Non sono invece rinvenibili dati precisi sulla lunghezza complessiva dei tratti difesi o arginati ma la percentuale risulta sicuramente elevatissima e la continuità laterale risulta gravemente compromessa.
Per quanto concerne la continuità verticale, il problema non risulta tanto legato all’interruzione diretta per la realizzazione di opere di plateazione, quanto alla diffusa tendenza all’incisione dei nostri fiumi a cui consegue la perdita del rapporto con la falda.
Si consideri infine, che a fronte degli enormi investimenti e dell’enorme “prezzo ambientale” pagato per la realizzazione di queste opere, l’obiettivo che dovrebbe giustificarne la realizzazione e cioè la riduzione del rischio idraulico e idrogeologico non è stato conseguito, anzi il rischio è aumentato e lo stesso i danni.
Condizioni morfologiche
- Fiume Po: l’alveo del Po, come quello di molti suoi affluenti, si è abbassato notevolmente in questi ultimi 30 anni. Vi sono previsioni (Lamberti A., Schippa L., 1994) di ulteriore abbassamento che, se calcolate nel trentennio 1993-2023, risultano comprese tra i 2.4 e i 4.3 m al porto di Cremona (prudenziale 3.5 m) giudicato verosimile purché vengano contenute, seppure gradualmente, le escavazioni dall’alveo. Si tenga presente che da dati su alcune sezioni di riferimento, rese note dall’Autorità di bacino del Po, sono stati registrati nel periodo 1951 – 1999 approfondimenti fino a oltre 5 metri (rif.

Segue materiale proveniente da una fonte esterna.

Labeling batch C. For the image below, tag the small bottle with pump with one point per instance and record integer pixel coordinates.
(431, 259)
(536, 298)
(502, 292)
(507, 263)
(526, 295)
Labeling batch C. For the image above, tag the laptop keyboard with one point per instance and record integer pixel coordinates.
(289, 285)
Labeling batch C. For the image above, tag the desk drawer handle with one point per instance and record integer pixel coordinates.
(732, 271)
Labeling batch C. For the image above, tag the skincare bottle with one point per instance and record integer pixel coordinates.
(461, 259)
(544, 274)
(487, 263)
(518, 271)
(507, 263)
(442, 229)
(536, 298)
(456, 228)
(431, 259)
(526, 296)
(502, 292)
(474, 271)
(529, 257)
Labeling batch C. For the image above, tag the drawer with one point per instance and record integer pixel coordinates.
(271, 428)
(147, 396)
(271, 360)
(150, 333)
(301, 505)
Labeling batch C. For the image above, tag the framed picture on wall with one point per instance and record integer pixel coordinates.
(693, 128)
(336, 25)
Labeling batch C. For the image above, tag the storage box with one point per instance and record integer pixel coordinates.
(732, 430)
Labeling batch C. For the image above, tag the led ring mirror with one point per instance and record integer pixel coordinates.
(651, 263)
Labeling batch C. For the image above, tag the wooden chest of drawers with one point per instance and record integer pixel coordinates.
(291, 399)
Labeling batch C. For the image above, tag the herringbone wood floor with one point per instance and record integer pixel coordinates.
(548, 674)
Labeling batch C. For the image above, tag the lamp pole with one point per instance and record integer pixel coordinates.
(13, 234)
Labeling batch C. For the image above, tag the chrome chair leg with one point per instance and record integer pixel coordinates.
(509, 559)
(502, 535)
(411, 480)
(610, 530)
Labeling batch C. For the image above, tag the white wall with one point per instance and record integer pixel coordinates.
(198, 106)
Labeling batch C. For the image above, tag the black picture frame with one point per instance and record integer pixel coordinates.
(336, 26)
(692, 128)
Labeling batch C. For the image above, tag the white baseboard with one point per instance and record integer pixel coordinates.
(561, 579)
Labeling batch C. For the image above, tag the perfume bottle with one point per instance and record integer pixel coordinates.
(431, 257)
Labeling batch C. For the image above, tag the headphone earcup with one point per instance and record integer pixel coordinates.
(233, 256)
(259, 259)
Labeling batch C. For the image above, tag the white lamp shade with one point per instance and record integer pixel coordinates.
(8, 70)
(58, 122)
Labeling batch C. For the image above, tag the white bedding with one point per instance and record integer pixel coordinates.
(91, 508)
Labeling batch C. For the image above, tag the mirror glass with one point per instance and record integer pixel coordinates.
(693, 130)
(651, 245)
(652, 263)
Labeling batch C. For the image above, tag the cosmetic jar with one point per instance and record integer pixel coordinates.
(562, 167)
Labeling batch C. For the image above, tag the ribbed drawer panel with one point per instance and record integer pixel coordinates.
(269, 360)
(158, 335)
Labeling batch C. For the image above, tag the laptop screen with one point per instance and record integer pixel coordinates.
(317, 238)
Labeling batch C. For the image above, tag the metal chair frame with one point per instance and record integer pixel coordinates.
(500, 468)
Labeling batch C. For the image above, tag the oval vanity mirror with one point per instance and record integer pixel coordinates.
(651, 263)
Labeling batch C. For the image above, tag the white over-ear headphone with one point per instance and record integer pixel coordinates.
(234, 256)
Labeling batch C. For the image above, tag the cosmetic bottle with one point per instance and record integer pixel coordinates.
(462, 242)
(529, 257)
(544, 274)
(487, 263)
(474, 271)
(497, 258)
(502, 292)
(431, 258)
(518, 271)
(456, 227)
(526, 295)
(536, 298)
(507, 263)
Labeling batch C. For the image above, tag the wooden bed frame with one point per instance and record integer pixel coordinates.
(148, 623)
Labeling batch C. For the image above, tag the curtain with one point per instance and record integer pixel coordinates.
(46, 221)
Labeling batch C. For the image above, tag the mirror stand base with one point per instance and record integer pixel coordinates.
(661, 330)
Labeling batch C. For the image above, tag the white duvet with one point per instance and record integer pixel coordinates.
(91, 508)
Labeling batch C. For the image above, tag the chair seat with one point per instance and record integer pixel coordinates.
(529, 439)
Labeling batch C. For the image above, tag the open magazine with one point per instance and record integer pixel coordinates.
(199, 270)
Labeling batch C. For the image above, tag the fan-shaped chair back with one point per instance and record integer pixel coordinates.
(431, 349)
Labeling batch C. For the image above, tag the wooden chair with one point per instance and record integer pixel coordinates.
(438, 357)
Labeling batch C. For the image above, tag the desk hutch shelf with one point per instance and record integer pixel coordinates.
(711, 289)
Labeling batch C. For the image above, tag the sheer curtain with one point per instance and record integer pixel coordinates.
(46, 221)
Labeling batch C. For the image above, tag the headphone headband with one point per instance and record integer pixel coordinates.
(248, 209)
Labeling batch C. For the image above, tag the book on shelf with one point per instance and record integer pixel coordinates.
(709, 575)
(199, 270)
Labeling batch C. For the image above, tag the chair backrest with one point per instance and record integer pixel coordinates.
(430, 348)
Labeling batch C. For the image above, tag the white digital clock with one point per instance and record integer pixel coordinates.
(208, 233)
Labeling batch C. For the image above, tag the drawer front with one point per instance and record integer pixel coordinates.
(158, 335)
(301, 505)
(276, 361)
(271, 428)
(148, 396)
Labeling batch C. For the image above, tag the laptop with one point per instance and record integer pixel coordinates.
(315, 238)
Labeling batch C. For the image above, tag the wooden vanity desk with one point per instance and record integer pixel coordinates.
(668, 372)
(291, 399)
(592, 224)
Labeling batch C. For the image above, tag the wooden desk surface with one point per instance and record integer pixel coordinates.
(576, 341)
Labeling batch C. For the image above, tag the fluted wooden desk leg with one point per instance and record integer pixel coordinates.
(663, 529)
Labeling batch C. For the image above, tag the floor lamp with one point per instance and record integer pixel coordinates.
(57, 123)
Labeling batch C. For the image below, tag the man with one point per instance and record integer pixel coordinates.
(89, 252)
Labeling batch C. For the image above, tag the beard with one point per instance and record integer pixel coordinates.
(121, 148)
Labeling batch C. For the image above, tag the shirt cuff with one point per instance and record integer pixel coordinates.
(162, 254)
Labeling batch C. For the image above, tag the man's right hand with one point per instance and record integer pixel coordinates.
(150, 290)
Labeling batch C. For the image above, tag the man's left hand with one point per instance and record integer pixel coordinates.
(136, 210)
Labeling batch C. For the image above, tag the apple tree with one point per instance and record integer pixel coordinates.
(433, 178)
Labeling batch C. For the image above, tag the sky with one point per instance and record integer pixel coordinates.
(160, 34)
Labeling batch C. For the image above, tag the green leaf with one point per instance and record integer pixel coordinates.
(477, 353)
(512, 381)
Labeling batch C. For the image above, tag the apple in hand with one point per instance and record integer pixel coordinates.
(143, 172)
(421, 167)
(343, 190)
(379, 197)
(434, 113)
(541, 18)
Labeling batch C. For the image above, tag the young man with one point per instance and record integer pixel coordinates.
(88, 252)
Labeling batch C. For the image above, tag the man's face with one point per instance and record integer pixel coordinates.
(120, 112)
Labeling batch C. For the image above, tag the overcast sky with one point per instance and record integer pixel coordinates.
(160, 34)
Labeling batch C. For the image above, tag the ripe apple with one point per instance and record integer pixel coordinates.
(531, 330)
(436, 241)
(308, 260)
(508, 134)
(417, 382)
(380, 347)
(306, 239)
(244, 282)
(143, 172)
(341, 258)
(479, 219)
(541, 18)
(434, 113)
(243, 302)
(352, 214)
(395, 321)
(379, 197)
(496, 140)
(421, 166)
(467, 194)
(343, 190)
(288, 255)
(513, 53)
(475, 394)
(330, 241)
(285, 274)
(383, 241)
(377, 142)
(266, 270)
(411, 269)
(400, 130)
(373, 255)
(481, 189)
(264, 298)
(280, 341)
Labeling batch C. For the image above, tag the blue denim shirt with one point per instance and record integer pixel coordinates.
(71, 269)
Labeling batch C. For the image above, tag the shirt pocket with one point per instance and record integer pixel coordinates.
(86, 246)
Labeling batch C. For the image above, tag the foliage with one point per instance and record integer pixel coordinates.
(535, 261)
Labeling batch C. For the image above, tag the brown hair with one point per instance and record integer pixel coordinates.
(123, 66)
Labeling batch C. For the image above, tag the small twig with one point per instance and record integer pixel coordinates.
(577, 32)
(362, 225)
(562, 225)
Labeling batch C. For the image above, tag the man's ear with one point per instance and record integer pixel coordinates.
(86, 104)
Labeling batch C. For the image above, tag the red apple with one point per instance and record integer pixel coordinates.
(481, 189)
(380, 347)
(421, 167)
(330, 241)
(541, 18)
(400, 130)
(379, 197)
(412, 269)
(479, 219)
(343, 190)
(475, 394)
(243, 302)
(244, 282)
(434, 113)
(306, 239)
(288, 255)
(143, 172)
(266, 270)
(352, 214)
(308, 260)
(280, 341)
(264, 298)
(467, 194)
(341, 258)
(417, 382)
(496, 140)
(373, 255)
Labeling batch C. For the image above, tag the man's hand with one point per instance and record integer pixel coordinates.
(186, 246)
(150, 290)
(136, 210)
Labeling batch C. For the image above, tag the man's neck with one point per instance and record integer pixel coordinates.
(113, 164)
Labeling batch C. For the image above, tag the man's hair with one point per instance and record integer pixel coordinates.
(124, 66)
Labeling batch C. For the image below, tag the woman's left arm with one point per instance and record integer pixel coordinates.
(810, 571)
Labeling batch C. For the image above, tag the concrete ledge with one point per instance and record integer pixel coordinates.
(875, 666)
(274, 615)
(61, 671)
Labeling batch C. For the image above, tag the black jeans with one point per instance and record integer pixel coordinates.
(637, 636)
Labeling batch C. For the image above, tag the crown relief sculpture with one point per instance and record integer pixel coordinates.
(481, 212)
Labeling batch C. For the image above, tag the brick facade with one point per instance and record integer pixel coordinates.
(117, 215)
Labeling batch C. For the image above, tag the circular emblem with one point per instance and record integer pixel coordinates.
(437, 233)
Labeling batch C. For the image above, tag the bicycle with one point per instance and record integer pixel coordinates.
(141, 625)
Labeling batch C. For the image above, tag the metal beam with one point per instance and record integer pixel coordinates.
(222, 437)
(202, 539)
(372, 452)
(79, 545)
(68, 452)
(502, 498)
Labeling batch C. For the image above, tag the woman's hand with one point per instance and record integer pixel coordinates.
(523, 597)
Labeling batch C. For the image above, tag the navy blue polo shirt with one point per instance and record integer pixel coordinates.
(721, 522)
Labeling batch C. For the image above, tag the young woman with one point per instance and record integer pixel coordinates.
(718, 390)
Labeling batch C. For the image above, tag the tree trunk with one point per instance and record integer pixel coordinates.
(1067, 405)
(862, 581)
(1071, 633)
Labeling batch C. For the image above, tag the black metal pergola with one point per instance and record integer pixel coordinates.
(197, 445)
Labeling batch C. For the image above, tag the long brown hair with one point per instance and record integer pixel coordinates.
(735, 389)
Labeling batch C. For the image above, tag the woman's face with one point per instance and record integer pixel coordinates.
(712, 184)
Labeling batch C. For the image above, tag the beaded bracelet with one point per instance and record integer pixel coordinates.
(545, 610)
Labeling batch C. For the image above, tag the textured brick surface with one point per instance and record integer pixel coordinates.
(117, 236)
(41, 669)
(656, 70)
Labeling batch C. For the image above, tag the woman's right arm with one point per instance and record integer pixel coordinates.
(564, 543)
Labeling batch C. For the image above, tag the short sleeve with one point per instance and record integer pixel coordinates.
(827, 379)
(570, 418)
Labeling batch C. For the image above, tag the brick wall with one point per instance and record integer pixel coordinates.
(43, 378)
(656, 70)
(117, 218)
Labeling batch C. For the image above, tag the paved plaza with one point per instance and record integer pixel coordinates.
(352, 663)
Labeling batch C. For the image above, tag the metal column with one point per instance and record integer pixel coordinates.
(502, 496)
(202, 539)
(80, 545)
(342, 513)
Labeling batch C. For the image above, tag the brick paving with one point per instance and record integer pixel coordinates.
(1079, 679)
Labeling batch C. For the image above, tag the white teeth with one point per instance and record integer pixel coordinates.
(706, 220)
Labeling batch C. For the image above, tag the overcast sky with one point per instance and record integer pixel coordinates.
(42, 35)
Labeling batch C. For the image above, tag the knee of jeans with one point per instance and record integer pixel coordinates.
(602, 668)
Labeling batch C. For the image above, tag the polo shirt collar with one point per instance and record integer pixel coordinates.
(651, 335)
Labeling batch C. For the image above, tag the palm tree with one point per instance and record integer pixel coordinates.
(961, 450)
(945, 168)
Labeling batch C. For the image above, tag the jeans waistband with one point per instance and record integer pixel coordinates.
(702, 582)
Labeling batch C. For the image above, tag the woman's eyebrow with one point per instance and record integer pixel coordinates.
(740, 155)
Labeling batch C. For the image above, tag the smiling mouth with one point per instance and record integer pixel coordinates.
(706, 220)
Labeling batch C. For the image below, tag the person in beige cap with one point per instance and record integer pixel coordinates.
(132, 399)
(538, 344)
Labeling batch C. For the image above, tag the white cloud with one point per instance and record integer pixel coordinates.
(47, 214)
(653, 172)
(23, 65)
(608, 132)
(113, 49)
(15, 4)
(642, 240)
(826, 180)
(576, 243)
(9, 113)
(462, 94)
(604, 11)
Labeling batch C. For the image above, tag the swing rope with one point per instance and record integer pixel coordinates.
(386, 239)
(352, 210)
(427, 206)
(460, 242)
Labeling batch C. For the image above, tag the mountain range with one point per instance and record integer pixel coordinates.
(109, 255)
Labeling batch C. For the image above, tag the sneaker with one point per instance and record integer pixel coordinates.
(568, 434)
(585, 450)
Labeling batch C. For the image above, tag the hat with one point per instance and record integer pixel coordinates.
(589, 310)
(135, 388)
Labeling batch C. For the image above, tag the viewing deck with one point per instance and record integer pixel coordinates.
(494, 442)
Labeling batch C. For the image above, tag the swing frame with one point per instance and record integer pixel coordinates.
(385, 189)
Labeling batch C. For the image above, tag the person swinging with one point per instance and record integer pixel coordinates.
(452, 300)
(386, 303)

Sezioni: “Cremona” e “Boretto valle”) con punte frequenti intorno ai 3 – 4 metri (rif sezioni “Boretto monte” e “Pontelagoscuro”);
- il Brenta si e’ abbassato di 4 -8 m;
- vari affluenti appenninici del Po (Secchia, Taro) e vari fiumi delle Marche si sono abbassati di 2-5 m, ma localmente anche fino a 12-13 m.
Restringimenti
L’analisi di queste tendenze evolutive, abbinata a quella degli interventi antropici effettuati (sistemazioni idrauliche, escavazioni, uso del suolo nel bacino) ha evidenziato una relazione causale molto stretta; si è osservato inoltre che gli aggiustamenti morfologici conseguenti agli impatti indotti si manifestano con tempi di reazione estremamente contenuti.